Sinteticamente, pode-se afirmar que seria necessária a implantação de políticas públicas que, mesmo mantendo a exportação de commodities para garantir o superávit comercial, fundamentassem a qualificação e a ampliação do investimento produtivo. Um dos elementos-chave para a geração de uma base endógena para o crescimento sustentado relaciona-se ao estímulo às relações intersetoriais. O reforço de uma dinâmica de crescimento, baseada em variáveis internas e internalizadas, repousa sobre a dinamização dos setores de bens de capital e intermediários de média e alta intensidades tecnológicas. Somente com a inovação desses segmentos e com a ampliação de sua demanda interna seria possível estabelecer um contraponto às constantes oscilações do crescimento econômico.

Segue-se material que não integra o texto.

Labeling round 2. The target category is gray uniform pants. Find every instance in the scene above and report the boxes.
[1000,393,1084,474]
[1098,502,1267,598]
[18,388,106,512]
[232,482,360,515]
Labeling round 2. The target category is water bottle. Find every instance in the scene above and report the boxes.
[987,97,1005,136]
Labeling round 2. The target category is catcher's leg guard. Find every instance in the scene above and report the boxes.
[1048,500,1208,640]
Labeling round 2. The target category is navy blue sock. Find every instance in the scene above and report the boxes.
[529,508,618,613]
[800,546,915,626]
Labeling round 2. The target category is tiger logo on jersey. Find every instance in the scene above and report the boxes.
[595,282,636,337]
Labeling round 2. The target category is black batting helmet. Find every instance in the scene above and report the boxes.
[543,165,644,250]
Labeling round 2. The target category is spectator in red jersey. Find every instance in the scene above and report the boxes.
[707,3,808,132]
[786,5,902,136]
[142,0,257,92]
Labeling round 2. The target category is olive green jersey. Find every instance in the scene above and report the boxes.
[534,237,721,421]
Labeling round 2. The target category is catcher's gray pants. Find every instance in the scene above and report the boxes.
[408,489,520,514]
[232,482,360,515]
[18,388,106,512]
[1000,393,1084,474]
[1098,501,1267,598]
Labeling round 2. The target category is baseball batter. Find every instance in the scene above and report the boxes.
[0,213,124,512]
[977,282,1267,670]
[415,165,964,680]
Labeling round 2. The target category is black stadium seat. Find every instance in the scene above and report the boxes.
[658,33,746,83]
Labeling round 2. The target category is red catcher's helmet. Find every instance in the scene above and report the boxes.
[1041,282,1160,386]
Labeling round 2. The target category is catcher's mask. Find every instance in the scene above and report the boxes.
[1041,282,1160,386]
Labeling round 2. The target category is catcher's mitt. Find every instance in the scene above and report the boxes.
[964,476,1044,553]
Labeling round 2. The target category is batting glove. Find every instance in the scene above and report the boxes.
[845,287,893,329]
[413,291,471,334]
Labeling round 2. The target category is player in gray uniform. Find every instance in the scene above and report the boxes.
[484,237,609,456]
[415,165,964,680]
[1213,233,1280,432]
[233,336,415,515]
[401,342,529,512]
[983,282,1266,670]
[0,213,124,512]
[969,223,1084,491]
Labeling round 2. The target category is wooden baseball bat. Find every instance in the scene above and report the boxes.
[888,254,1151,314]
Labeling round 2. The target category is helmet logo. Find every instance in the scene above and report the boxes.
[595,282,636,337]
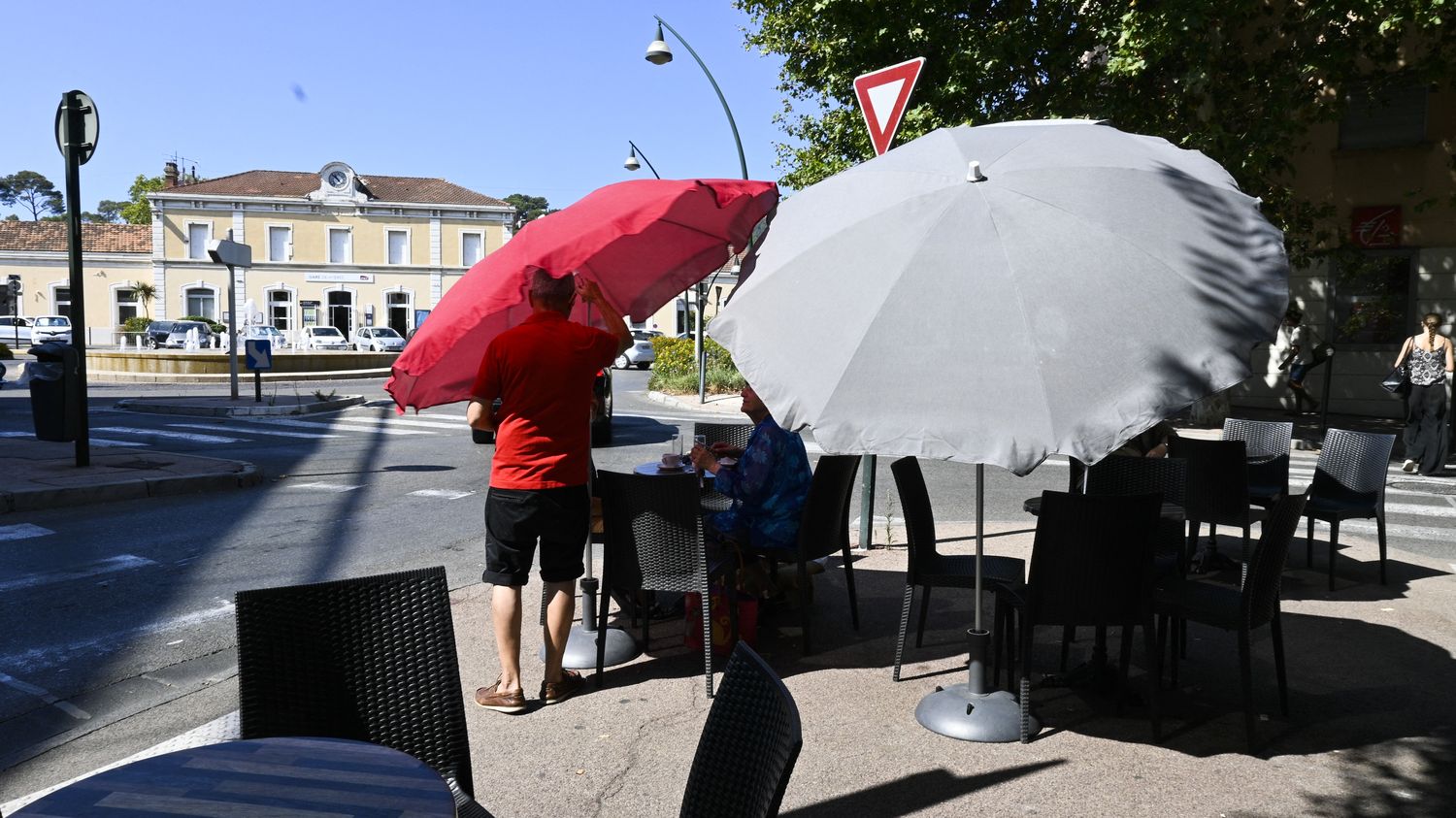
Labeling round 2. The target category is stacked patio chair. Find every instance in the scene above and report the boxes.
[680,643,804,818]
[1305,430,1395,591]
[1223,418,1295,508]
[596,472,739,699]
[1155,486,1307,753]
[236,567,489,818]
[1021,492,1162,742]
[890,457,1027,681]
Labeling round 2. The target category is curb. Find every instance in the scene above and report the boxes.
[114,395,367,418]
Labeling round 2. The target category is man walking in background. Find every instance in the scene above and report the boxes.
[466,270,632,713]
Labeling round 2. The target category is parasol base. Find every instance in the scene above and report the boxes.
[914,684,1042,744]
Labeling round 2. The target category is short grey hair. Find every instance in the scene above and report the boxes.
[532,268,577,311]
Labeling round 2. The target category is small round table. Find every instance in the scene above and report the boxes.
[15,738,456,818]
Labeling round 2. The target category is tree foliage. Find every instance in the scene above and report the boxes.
[0,171,66,221]
[736,0,1456,259]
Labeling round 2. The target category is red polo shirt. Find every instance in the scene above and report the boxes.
[471,311,617,489]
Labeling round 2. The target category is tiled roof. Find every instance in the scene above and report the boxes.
[157,171,512,207]
[0,221,151,253]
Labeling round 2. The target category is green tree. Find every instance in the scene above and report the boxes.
[736,0,1456,261]
[506,194,556,224]
[118,174,165,224]
[0,171,66,221]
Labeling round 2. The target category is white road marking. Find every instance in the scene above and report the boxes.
[284,483,364,494]
[0,550,156,591]
[0,523,55,540]
[410,489,475,500]
[95,427,252,442]
[0,672,90,722]
[0,600,233,672]
[168,424,344,439]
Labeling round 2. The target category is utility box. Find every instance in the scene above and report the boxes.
[26,341,82,442]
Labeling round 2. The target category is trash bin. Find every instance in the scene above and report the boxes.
[25,341,82,442]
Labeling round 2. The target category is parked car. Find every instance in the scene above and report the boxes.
[471,370,612,445]
[244,325,288,349]
[613,329,657,370]
[143,322,213,349]
[31,310,72,344]
[352,326,405,352]
[303,326,349,349]
[0,316,31,348]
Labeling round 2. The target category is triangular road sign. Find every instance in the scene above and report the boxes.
[855,57,925,156]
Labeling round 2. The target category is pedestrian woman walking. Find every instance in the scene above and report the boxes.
[1395,313,1453,474]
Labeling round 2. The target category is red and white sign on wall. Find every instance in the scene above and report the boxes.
[1350,206,1401,247]
[855,57,925,156]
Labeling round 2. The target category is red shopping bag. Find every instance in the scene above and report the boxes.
[683,585,759,657]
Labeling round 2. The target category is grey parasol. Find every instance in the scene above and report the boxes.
[710,119,1289,741]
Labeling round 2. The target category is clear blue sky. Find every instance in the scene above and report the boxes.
[0,0,785,218]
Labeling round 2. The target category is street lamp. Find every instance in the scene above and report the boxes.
[646,15,748,404]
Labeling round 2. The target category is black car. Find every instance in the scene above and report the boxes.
[471,369,612,445]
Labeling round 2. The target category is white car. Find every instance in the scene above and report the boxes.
[31,310,72,344]
[354,326,405,352]
[303,326,349,349]
[614,329,661,370]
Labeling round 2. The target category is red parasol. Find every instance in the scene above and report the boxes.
[384,180,779,413]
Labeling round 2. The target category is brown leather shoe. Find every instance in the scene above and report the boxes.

Tendo em vista a atual correlação de forças do Parlamento brasileiro, bem como a nova orientação do executivo, é previsível que a orientação dos investimentos e das exportações, ainda que se ampliem, aprofunde sua dependência dos rumos dos IDEs. A Petrobrás, que está à frente de uma grande cadeia de fornecedores internos, com qualificação tecnológica e geradores de empregos qualificados, corre o risco de ser internacionalizada. Ademais, deve dominar o comércio bilateral, com a valorização do Tratado Transpacífico (TTP) e consequente perda de importância do Mercado Comum do Sul (Mercosul). O Parlamento, por seu turno, poderá aprovar as propostas de liberalização do controle ambiental e de flexibilização do trabalho. Finalmente, a recente aprovação da proposta orçamentária para 2016 poderá repercutir negativamente sobre a demanda interna.